This one and its duplicate are mine.
http://ministry.kronosaur.com/record.hexm?id=96353

1.9b4
Taipan Godship

God-jumped to Domitus to check out the new Sapiens and a few seconds later the game crashes.
Occurs with every reload of this sav.

EDIT: The two crashes 15 minutes later are also mine. Sav available.
2nd EDIT: Lot more crashes occurring. All show similar output. The most I have played is about 20 minutes before crashing.

zip
1.9b4 crash.zip
log
Debug.log
log
TestingDebug.log
log
HereticDebug.log
relanat 21 Jul 2021:

Added the debug log. Many crashes and restarting a game nearly always crashes again within seconds. This is a game breaker for me.

ferdinand 31 Jul 2021:

Experiencing the same crashes with similar debug.log output.

relanat 27 Aug 2021:

Just tried 1.9b4 on a Windows 7 machine. It ran for half an hour with no crashes. Might be a Wine problem.
FWIW the crashes occur when running Ubuntu 18.04.4 LTS and Wine 5.0.2.

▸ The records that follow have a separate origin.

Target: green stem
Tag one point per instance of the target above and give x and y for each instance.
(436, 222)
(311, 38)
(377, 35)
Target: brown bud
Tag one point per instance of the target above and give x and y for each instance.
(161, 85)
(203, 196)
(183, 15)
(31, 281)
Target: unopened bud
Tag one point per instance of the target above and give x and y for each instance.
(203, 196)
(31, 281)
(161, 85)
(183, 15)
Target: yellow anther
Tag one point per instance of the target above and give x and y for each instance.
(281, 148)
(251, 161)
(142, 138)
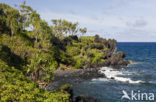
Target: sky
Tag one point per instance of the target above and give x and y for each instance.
(123, 20)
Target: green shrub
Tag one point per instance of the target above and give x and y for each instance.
(15, 87)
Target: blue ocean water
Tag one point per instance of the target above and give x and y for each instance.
(143, 68)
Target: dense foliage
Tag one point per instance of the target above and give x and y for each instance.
(30, 50)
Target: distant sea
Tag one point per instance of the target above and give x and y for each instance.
(139, 76)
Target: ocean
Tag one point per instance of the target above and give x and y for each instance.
(138, 80)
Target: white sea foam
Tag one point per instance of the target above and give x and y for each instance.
(117, 75)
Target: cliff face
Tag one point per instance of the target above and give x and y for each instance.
(91, 52)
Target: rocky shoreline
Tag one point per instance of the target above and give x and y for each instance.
(73, 76)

george moromisato 28 Aug 2021:

What's strange to me is that the stack trace in Debug.log looks like a logic error. I.e., we're not calling the OS inside OnObjDestroyed (I don't think) so I don't know how it could be a Wine problem.

One possibility is that there is a memory corruption or a buffer overwrite bug in the code and it manifests differently on Windows (the corruption is in a different place, so it doesn't crash).

relanat 28 Aug 2021:

Did a bit more testing.
Downloaded a fresh version of 1.9b4 on the Windows machine. Loaded the crashing sav file attached above. The game did not crash; I left it running on autopilot until the ship ran out of fuel many minutes later.
On the Linux machine:
Tried the same sav above and it crashed within seconds.
The sav also crashed when played in the fresh download of 1.9b4.
Got a crash in EP (the EP version was copied from an existing game).
Also got a crash in the Director's Cut adventure (ditto).
Got a crash in a fresh download of VOTG. It took longer but I suspect this is because there isn't quite as much NPC destruction in VOTG (yet) as there is in SOTP based adventures.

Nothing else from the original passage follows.